La dangereuse roulette

La dangereuse roulette russe

Au moins sommes-nous sûrs maintenant de la parfaite détestation que Vladimir Poutine nourrit à notre endroit. S’il en restait, les derniers doutes furent levés à l’occasion de son récent discours « à la nation », lorsqu’il a une nouvelle fois brandi la menace d’utiliser l’arme nucléaire si la Russie se trouvait «  menacée  ». Menacée par qui, au fait ? Par une Europe « agressive », « dégénérée », «  pédophile » et pleine de nazis comme on l’entend à Moscou ? Soyons sérieux : ce n’est tout de même pas l’Ukraine qui a déclenché les hostilités il y a deux ans en envahissant son voisin... Si les soldats de Volodymyr Zelensky ont réussi à couler des bateaux, à descendre des drones et des avions, à détruire des chars russes, c’était évidemment dans le cadre d’une légitime défense largement proportionnée aux attaques subies.
Ce discours belliciste du patron du Kremlin trouve sa justification dans les élections présidentielles à venir, encore que Poutine n’a pas grand chose à craindre de ses opposants, soit empêchés de se présenter pour d’obscures raisons « administratives  », soit ramenés à la raison par des vacances offertes dans une prison glaciale, soit encore décédés...
Pour lui, il est nécessaire de présenter à son opinion (ou ce qu’il en reste) l’entrée dans l’Otan de la Finlande et de la Suède comme une tentative d’encerclement de la Russie plutôt que comme une conséquence de la peur, pas vraiment irrationnelle, de l’ours qui pourrait réserver à ces pays nordiques le même sort qu’à l’Ukraine.

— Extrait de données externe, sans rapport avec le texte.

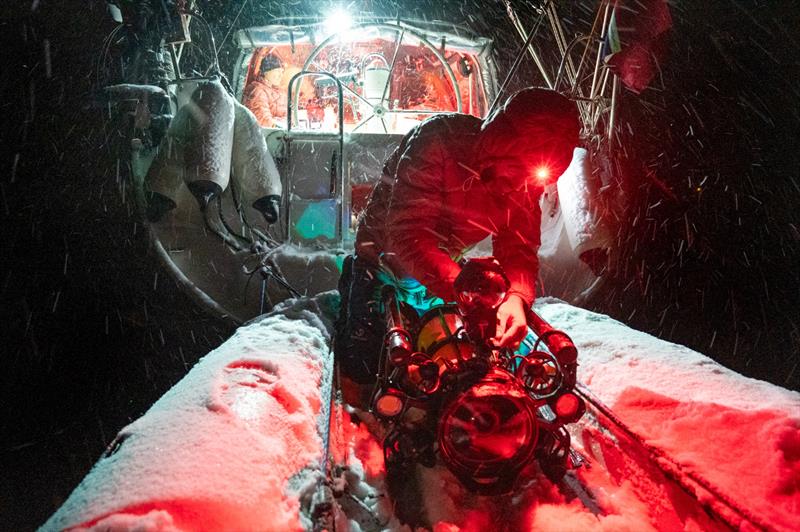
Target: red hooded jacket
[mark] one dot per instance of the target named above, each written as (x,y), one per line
(431,206)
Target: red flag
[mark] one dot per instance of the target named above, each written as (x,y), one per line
(636,40)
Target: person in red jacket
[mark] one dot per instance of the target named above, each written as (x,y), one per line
(265,95)
(454,180)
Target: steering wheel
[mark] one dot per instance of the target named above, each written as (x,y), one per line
(379,107)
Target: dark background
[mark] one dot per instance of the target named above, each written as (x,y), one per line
(92,331)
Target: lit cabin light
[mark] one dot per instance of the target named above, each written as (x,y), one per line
(542,173)
(338,20)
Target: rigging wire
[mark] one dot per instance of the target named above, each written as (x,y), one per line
(230,28)
(518,60)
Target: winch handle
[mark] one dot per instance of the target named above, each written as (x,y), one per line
(558,342)
(398,340)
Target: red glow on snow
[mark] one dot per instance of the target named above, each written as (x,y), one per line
(567,405)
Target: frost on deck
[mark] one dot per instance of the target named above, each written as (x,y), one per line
(236,444)
(233,446)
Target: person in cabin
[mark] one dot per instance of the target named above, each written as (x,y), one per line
(454,180)
(265,96)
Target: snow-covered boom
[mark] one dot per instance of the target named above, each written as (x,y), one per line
(488,413)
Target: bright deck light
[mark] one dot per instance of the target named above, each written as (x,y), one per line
(542,174)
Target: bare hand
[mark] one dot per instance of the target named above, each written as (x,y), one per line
(512,325)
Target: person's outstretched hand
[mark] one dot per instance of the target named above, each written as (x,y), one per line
(512,325)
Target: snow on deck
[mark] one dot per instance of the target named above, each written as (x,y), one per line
(236,444)
(740,434)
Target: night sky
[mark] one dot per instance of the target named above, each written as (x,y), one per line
(93,332)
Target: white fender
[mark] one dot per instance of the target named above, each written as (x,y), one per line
(255,175)
(577,194)
(208,141)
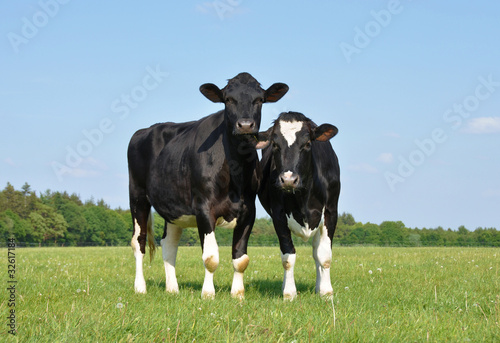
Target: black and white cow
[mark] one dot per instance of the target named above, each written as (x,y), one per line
(300,191)
(202,173)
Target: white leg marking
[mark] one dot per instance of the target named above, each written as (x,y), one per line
(322,253)
(140,283)
(239,265)
(289,130)
(169,247)
(289,289)
(211,261)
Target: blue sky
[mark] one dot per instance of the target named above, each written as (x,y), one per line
(413,86)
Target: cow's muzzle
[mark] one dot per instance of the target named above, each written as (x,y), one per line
(289,181)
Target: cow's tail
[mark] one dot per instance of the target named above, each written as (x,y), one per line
(151,237)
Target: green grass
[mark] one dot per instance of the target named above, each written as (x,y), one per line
(412,295)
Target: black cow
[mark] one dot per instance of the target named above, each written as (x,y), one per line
(300,191)
(202,173)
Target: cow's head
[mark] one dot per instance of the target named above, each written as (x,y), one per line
(243,98)
(292,138)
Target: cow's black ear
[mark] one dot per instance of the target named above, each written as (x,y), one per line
(263,139)
(325,132)
(212,92)
(275,92)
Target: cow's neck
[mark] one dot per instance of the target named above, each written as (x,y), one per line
(241,157)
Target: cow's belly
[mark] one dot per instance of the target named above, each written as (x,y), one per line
(185,221)
(304,232)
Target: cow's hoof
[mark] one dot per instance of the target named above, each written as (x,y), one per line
(240,295)
(208,295)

Sa harangue à la nation avait donc surtout une vocation « interne », celle de faire de Poutine une sorte de bon petit père du peuple, de l’installer comme un grand protecteur de la Russie puisqu’il paraît que celle-ci est entourée de méchants et d’affreux. Si Moscou avait écouté les conseils de modération de la communauté internationale il y a deux ans en laissant ses troupes à la maison, la Suède serait restée neutre et la Finlande aussi, comme c’était le cas depuis 80 ans.
C’est donc un pompier pyromane qui a jeté ces pays dans les bras de l’Otan. Aujourd’hui, l’Ukraine, la Bosnie-Herzégovine et la Géorgie veulent aussi rejoindre l’Alliance atlantique pour se garantir de ne pas être croquées par leur voisin. Si Emmanuel Macron répète à l’envi que «  la Russie ne doit pas gagner la guerre », le nouveau tsar sait qu’il ne doit pas la perdre puisqu’elle constitue son assurance de se maintenir au pouvoir. Car la Russie est encore loin d’avoir rejoint les standards européens en matière de qualité de vie. Mieux vaut, pour lui, que les Russes soient davantage préoccupés par le front ukrainien que par leur pouvoir d’achat...
Ses réflexes d’ancien officier du KGB le conduisent à maintenir sa population sous un éteignoir politique. Encore qu’une petite flamme d’opposition vacille toujours sous ce vent mauvais avec tous ces Moscovites ayant bravé le Kremlin en se rendant aux obsèques de Navalny.
La Russie, qui ne peut déjà venir à bout de la « modeste  » mais valeureuse Ukraine, sait qu’elle ne peut engager de conflit conventionnel avec les alliés de l’Otan, d’où le risque d’une escalade vers le nucléaire.
Depuis la crise des missiles à Cuba en 1962, on n’a jamais vécu une période aussi dangereuse pour la planète.